L'épuisement des stocks guette. À force de victoires, les défis qui attendent encore Pauline Ferrand-Prévôt s'amenuisent considérablement. Par un chaud après-midi de juillet 2024, la Française avait gagné l'or olympique de VTT avec une maîtrise totale. L'aboutissement d'une longue quête. Un an et six jours plus tard, sur les pentes du col de la Madeleine dont le sommet était traversé d'un vent glacial, Pauline Ferrand-Prévôt a remporté l'étape-reine du Tour de France, endossé le Maillot Jaune et renvoyé à plus de 2'30'' ou 3'et au rôle de faire-valoir - au moins le temps d'une journée - celles qui faisaient encore figure de prétendantes pour la victoire finale le matin même.
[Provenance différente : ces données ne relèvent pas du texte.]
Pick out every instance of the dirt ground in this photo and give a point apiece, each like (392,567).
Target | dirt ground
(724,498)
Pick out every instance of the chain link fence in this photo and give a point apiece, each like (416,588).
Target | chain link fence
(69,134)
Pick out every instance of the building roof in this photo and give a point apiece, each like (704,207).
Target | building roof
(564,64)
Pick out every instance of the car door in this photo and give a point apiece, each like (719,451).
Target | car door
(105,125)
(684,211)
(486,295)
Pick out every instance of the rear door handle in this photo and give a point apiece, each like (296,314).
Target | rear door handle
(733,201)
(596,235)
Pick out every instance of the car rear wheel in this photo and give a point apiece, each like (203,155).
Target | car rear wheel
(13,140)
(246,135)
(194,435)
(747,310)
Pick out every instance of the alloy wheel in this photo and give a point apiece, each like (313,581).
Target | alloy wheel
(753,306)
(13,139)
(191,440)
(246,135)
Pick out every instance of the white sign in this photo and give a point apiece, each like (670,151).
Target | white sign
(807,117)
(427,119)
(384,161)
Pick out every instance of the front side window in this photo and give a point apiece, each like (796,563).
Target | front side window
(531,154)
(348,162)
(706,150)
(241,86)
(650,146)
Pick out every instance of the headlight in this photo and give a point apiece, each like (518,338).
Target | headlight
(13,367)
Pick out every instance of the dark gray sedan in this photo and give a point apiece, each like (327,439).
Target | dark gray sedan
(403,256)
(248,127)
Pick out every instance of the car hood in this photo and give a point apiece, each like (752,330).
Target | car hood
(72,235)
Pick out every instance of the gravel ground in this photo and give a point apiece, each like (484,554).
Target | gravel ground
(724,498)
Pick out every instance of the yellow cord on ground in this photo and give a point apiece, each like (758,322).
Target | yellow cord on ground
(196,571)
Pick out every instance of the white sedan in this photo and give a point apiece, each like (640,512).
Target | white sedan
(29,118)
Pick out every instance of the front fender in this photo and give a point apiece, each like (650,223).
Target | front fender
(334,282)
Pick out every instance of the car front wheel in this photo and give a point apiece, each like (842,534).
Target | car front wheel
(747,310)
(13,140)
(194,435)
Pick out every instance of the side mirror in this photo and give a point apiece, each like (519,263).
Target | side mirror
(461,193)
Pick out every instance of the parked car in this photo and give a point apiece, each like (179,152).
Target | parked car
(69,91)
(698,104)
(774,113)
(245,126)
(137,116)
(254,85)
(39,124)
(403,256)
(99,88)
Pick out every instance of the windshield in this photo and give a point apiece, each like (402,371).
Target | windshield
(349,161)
Un numéro de soliste exceptionnel sur les pentes du col de la Madeleine, et un exploit qui entre parmi les grandes légendes de la discipline, dont les fondements prennent racine un an auparavant. En signant chez Visma-Lease a bike pour trois ans et en l'officialisant dix jours après son or olympique, Pauline Ferrand-Prévôt annonçait alors vouloir gagner le Tour de France. Un considérable défi pour celle qui n'avait plus couru sur route depuis cinq saisons. « Je ne dis pas je vais gagner le Tour mais on a la prétention d'y arriver, esquissait-elle à l'époque. Ce ne sera pas facile, loin de là, et ça prendra du temps. »
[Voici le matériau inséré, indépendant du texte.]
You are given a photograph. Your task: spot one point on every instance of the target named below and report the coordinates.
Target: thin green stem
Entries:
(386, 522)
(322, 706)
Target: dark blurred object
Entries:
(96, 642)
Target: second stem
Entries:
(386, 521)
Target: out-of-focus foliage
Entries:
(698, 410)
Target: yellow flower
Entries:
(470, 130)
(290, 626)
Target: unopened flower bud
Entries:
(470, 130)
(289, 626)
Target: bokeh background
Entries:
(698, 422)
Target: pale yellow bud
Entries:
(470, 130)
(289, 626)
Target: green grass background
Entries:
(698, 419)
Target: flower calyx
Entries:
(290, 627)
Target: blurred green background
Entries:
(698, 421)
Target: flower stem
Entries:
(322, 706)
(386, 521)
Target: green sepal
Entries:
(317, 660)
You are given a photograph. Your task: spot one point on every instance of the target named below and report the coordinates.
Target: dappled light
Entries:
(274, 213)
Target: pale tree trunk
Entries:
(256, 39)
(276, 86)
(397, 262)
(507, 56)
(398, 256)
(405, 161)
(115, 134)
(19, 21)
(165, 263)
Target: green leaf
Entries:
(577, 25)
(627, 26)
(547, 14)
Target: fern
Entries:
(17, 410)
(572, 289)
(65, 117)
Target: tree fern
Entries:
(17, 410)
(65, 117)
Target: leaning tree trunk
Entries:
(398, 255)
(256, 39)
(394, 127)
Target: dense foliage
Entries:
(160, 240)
« Elle n'est plus la même personne depuis qu'elle est championne olympique, elle est apaisée »
Sylviane Dubau, sa mère
Mais l'espace-temps trouve des raccourcis dans l'univers de Ferrand-Prévôt. À l'automne dernier, la Française se plonge dans la quête du Maillot Jaune. « C'était risqué de se lancer dans un tel projet. Je sais ce qu'il me faut pour réussir. » Il est question de confiance, d'autonomie et surtout d'un apprentissage à refaire. Le cyclisme a changé, elle aussi. « Ce qui est marquant, c'est à quel point à partir de mi-octobre, elle s'est mise dedans, expliquait samedi Yvan Clolus, le manager de l'équipe de France de VTT, resté un proche. Elle a été sérieuse au point que ça m'a presque fait peur qu'elle ne s'octroie pas beaucoup de repos après tout ce qu'avaient été les Jeux. Mais elle avait peur de manquer de temps : « J'ai plein de choses à faire avec l'équipe. Je ne peux pas en gaspiller après l'année olympique. »
La recette est connue, la discipline éprouvée depuis la préparation pour Paris. « Elle optimise tout. En coupant tous les loisirs, elle va optimiser sa récupération, sa diététique - parce qu'elle n'est pas tentée -, ce qui fait qu'elle peut faire davantage d'entraînements difficiles », expliquait, avant les Jeux, Cécile Ravanel, ancienne vététiste qui l'a, il y a trois ans, accompagnée un temps techniquement. C'est ce que confirme Yvan Clolus : cette année, après la campagne de classiques couronnée de son succès - historique, déjà - à Roubaix, Ferrand-Prévôt s'essouffle et renonce à terminer la Vuelta début mai.
L'émotion de Pauline Ferrand-Prévôt : « C'est le rêve d'une petite fille »
Un rendez-vous raté sur les sommets avec plusieurs adversaires (Demi Vollering, Marlen Reusser...) et des repères qui manquent sur les pentes montagneuses. « Pour grimper comme les meilleures, elle ne savait pas trop s'il y avait du boulot, détaille Clolus. Donc elle s'est isolée à nouveau : plus de déplacements, plus de courses. C'était : "Je m'entraîne, je dors, je mange." Comme aux Jeux. »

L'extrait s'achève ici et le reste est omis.